Disco may have presented itself as shallow and
disposable—the platforms, polyester, and plastic vibe of it
all—but Echols shows that it was inseparable from the
emergence of “gay macho,” a rising black middle class, and a
growing, if equivocal, openness about female sexuality. The
disco scene carved out a haven for gay men who reclaimed
their sexuality on dance floors where they had once been
surveilled and harassed; it thrust black women onto center
stage as some of the genre’s most prominent stars; and it
paved the way for the opening of Studio 54 and the viral
popularity of the shoestring-budget Saturday Night
Fever, a movie that challenged traditional notions of
masculinity, even for heterosexuals.
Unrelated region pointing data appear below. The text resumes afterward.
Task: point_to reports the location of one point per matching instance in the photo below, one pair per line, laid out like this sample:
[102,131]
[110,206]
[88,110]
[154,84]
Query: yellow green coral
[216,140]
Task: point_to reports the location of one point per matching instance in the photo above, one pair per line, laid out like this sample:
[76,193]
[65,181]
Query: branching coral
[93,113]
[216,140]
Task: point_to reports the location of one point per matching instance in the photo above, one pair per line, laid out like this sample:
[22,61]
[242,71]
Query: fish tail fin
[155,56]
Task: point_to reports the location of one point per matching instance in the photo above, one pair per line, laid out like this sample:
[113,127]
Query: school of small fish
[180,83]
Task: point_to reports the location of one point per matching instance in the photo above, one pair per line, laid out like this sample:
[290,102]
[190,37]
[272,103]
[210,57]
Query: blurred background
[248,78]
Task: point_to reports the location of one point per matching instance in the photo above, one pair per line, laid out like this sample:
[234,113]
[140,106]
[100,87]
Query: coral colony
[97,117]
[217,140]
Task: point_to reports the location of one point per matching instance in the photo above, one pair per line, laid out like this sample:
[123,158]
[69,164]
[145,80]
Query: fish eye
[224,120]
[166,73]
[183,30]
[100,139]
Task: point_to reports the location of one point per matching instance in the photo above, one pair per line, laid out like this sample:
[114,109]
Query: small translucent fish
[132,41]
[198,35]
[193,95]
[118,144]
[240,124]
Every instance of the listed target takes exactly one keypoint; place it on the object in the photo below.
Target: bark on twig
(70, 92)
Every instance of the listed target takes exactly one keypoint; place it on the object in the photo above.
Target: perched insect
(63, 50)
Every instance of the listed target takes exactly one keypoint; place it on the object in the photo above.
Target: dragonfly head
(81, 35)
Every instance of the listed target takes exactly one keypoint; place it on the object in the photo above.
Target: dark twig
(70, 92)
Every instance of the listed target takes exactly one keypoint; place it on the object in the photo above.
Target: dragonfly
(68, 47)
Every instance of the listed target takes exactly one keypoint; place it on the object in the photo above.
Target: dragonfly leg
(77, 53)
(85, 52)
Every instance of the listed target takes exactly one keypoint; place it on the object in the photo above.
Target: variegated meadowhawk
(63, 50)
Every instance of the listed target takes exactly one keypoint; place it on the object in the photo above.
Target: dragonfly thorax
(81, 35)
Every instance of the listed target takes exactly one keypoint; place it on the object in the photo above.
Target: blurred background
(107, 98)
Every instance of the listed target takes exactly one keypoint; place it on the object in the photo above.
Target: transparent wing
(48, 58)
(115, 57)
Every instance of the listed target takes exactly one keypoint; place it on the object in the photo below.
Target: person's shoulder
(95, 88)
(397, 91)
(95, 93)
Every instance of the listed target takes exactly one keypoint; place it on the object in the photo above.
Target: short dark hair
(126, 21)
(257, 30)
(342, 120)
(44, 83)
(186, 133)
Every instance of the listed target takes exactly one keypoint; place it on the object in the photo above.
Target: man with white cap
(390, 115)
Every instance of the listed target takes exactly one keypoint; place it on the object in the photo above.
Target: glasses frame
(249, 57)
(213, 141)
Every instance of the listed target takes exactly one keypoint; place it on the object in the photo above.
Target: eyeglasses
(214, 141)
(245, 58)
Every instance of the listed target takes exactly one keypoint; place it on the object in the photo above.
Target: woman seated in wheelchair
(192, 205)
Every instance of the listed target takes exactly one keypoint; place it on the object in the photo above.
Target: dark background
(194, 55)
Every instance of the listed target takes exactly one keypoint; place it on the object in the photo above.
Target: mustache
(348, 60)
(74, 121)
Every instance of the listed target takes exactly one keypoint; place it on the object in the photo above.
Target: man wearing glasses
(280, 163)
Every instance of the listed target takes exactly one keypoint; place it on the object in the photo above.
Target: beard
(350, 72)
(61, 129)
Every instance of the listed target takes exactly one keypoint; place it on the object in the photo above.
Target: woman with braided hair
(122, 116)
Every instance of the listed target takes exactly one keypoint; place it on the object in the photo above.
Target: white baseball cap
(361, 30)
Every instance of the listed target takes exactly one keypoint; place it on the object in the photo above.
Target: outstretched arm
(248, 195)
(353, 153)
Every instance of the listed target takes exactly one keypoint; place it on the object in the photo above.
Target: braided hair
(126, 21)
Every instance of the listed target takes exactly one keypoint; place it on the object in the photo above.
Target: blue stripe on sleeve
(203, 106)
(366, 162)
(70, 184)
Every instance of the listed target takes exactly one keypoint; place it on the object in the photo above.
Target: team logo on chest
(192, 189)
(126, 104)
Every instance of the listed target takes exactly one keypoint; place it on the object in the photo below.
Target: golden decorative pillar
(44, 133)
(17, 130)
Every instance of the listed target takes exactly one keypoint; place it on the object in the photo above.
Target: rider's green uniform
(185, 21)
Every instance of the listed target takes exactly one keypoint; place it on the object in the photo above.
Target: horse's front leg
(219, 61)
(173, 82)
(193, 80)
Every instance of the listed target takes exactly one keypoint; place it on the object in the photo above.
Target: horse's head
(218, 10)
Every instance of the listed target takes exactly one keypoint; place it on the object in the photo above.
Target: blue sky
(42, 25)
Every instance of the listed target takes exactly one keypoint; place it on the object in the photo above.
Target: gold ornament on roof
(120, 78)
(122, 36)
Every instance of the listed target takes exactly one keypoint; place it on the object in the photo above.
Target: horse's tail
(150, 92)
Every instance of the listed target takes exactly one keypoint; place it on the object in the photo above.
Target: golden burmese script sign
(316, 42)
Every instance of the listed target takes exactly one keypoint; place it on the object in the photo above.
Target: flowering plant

As it
provides a window onto the cultural milieu of the times,
Hot Stuff never loses sight of the era’s defining
soundtrack, which propelled popular music into new sonic
territory, influencing everything from rap and rock to
techno and trance. Throughout, Echols spotlights the work of
precursors James Brown and Isaac Hayes, dazzling divas Donna
Summer and the women of Labelle, and some of disco’s lesser
known but no less illustrious performers such as Sylvester.
After turning the final page of this fascinating account of
the music you thought you hated but can’t stop dancing to,
you can rest assured that you’ll never say “disco sucks” again.